O problema não é a tecnologia, e sim quem tem acesso ao seu melhor uso. Há uma distância crescente entre quem usa a IA para pensar melhor e quem a usa para não precisar pensar. Quando a inteligência artificial vira atalho, o cérebro terceiriza o esforço. Pensar se torna opcional. O maior risco é uma geração que acessa qualquer resposta, mas desaprendeu a formular boas perguntas.

 

escola está no centro dessa encruzilhada. Ela sempre foi o espaço onde aprendemos a decantar o mundo, transformar informação em conhecimento, conhecimento em sabedoria. Mas, agora, o ruído é tão alto, que até o silêncio precisa ser ensinado.

 

É aqui que entra o professor ampliado. Ele não compete com a tecnologia, mas a utiliza para ampliar sua própria inteligência. Ele é o guardião da atenção coletiva. Cria zonas de presença num mundo que tenta dissolver todas. Ensina a pensar com calma, a sustentar o tédio, a resistir à ditadura da pressa produtiva. E ensina que refletir é um ato político. Que pensar com calma virou resistência.

 

Num mundo de conteúdo infinito, o papel do educador não é mais transmitir o que já está disponível, mas ajudar a construir critérios.
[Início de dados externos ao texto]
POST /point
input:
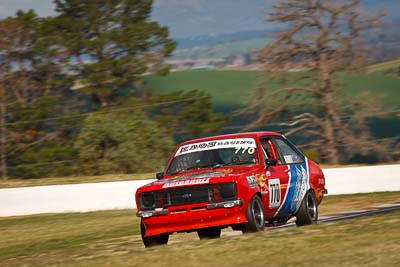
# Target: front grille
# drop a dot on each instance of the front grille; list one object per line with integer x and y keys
{"x": 190, "y": 195}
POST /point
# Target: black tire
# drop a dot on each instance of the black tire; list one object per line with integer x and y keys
{"x": 209, "y": 233}
{"x": 308, "y": 211}
{"x": 155, "y": 240}
{"x": 255, "y": 216}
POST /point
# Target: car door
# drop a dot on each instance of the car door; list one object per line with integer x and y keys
{"x": 298, "y": 180}
{"x": 275, "y": 179}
A alfabetização do século 21 não é só a das letras. É, também, a da atenção. Ensinar a ler e ensinar a ler o mundo é, hoje, ensinar a não se perder.

 

A nova desigualdade, portanto, não está limitada ao que temos ou deixamos de ter. É o quanto conseguimos estar inteiros no que fazemos. É quanto tempo e mente cada um ainda pode dedicar ao que realmente importa.

 

Talvez o papel mais urgente da escola hoje seja este: o de devolver às pessoas o direito de pensar com profundidade e autonomia. De questionar o óbvio. De sustentar uma ideia até o fim. Num tempo em que todos são bombardeados por informações, a verdadeira desigualdade está entre aqueles que sabem usar o silêncio e aqueles que têm medo dele.